The Royal Ceil

Quick! There are only ten days left to see the ceiling of the Painted Hall at the Old Royal Naval College in Greenwich up close before they take the scaffolding down and you won’t be able to get near to it for another hundred years, by which time your knees will probably be too tired to make the climb.

The scaffolding is there to facilitate a restoration which has been going on since 2016, which is also how long I’ve been living up the road, so of course I left it until it was almost too late to go and have a look. But I’m so glad I did! Completed under the direction of James Thornhill between 1707 and 1726, the Painted Hall was once the dining room of the Royal Hospital For Seamen, which went up in 1694, was designed by Hawksmoor AND Wren, and was (the name notwithstanding) a retirement home for old and poorly sailors. Its vast interior mural covers all of the ceiling and most of the walls, and features a festival of scenes from mythology, history and allegory, all of which are intended to be seen from 100ft away, rather than up close, which is exactly what makes a visit so interesting, because you (well, I) expect eighteenth-century paintings to be perfect, the toil and sweat involved in their creation to be hidden behind a glassily flawless finish, but here, because they knew that nobody would be looking too closely (surprise!), the artists employ an impressionistic approach, hinting at details rather than perfecting them, and using broad brush strokes which you can see perfectly plainly. And the fact of having to crane one’s neck at odd angles to begin to even see some of the scenes depicted brings a painful awareness of the extraordinary amount of effort that must have gone into painting them.

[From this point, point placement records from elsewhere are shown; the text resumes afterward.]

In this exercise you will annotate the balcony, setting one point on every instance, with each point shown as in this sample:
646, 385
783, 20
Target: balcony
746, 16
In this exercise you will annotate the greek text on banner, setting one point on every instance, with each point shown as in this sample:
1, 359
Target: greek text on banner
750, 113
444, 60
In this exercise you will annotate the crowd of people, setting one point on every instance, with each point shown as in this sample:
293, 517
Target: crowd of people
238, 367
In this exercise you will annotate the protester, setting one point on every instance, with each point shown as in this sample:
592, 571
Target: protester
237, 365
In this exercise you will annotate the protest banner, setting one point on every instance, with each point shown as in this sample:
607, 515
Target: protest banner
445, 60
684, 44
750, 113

I took A LOT of photos but the below is just a selection and doesn’t even begin to convey the experience of actually being there. If you are in or close to London you must go immediately before it closes on September 30th. And if you can’t make it, the hall will reopen next year once the rest of the renovations are complete, with the most exciting part of that work being the opening up of the undercroft, which was also designed by Hawksmoor AND Wren and which nobody has seen since it was closed up a hundred years ago. Isn’t that exciting? Although also a bit scary, because there is almost certainly a becurséd creature sleeping down there and they are about to wake it up.